From: Joerg Baumgartner (joe@sartar.toppoint.de)
Date: Sun 26 Jun 1994 - 22:43:10 EEST
Barron Chugg in X-RQ-ID: 4798
> This brings me to a question I have always wondered about. Gods _have_
> come into being since the Compromise (Arkat, Yelmalio, the Seven Mothers,
> Dormal, Hero cults). But when the Broken Council tried to create a god all
> heck broke loose. Somehow that attempt was "contrary to the laws of
> nature". Did the Council use some particulary evil method (aside from the
> Dragon's Egg and all) or is this just a great example of the winners
> writing the history books?
No. The different thing about Gbaji/Osentalka/Nysalor was that he became a god and did not withdraw from the mundane plane. All the other gods (Yelmalio excepted, he was around as an elf deity before dawn, but became worshipped among the hill barbarians only in the 3rd Age) were heroes who at some point of their careers left the mundane plane.
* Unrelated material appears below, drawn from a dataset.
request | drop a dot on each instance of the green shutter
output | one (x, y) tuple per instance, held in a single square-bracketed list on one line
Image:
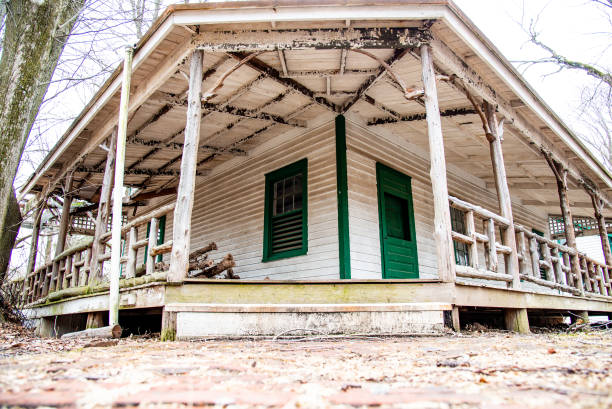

See the casual remark of Ralzakark why he hasn't become a deity yet.
Some deities who regularly defy this dictum are the Praxian major spirits, but given their comparably weak Nomad God values, these may as well be minor manifestations.
The god-emperors (Godunya, Belintar, Moonson) seem to have developed yet another method to remain mundane.
The Red Goddess did the best trick: She regularly dies in the mundane plane, thereby remaining more manifest than any other deity in the time she's alife. But then she as well is rumoured to have existed in Godtime.